阪大,体内時計で季節に応答する脳神経細胞を発見

大阪大学は,昆虫におけるヒトの視床下部に相当する脳間部の細胞が,概日時計遺伝子の働きにより神経活動を調節することで季節応答することを世界で初めて明らかにした(ニュースリリース)。

温帯地域に生息する生物は,季節に応じて生殖機能や温度耐性,体内の栄養蓄積量などを調節することで環境変化に適応している。多くの生物は季節の移り変わりを,1日の日が出ている長さ(日長)から正確に読み取っている。

この日長の測定には,体内で約24時間周期のリズムを刻む概日時計が重要な役割を果たしていると考えられており,近年急速に発展した遺伝子操作技術により,概日時計の構成要素である概日時計遺伝子が生殖機能などの日長応答に関与していることが実証されてきた。

しかし,生殖機能を制御する脳内の神経細胞において,実際に日長に応じてどのような応答が見られ,その応答に概日時計遺伝子が必要なのかについて1細胞レベルでの解析は進んでいなかった。

研究グループは,生殖腺の発達に日長が影響することがわかっているホソヘリカメムシを用い,この点について実験を行なった。電気生理学的手法:パッチクランプ法を用いた解析により,脳間部の大型神経細胞が日長に応じてその神経活動を変化させ,特に生殖活動が促進される長日条件で高い活動性を示すことを明らかにした。

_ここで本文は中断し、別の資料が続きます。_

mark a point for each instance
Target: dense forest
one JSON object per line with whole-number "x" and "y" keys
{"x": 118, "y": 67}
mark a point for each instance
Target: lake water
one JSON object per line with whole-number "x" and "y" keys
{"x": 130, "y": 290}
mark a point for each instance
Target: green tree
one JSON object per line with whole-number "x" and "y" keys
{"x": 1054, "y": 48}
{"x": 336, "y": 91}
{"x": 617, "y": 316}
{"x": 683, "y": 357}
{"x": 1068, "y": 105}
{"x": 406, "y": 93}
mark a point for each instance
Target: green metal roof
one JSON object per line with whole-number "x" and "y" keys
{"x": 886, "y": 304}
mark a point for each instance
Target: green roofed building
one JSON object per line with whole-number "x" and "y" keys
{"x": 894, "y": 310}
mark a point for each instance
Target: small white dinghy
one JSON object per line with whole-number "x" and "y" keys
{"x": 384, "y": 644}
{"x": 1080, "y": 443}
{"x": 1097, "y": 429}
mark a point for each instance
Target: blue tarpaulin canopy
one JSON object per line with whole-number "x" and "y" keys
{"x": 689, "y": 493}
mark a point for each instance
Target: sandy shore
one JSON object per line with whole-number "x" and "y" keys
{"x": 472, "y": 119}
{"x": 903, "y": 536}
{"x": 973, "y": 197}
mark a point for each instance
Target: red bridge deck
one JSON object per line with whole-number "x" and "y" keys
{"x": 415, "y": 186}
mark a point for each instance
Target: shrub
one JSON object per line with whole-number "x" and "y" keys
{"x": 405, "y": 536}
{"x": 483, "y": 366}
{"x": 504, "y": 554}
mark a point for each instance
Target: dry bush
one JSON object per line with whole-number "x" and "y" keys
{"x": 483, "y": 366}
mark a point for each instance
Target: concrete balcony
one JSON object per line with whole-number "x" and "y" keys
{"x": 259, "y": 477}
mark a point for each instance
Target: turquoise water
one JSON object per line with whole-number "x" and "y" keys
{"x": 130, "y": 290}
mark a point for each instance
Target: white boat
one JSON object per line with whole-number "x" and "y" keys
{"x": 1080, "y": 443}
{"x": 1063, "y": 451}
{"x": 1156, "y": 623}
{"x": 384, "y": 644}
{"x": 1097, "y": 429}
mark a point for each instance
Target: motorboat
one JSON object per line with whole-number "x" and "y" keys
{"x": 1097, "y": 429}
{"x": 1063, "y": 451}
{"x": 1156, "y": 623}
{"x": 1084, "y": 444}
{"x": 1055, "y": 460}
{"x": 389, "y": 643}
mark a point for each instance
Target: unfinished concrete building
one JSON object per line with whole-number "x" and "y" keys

さらに,遺伝子の発現を抑制する分子遺伝学的手法:RNA干渉法を組み合わせた解析により,概日時計遺伝子の発現を抑制すると脳間部の細胞の日長応答が見られなくなることを発見した。最後に,脳間部の大型細胞の役割を分子遺伝学的に解析したところ,脳間部の大型細胞は長日条件で産卵を促進させる機能を持つことがわかった。これらの結果は,脳間部の産卵促進細胞が神経活動を変えることで日長に応答し,その日長応答には概日時計遺伝子が必要不可欠であることを示すという。

研究グループは,今回同定した季節応答を示す細胞を手掛かりに,季節情報を送る脳の神経回路の特定を進めることで,概日時計遺伝子をもとにどのように季節応答をしているかの仕組みについて,より核心部分に迫れることが期待されるとしている。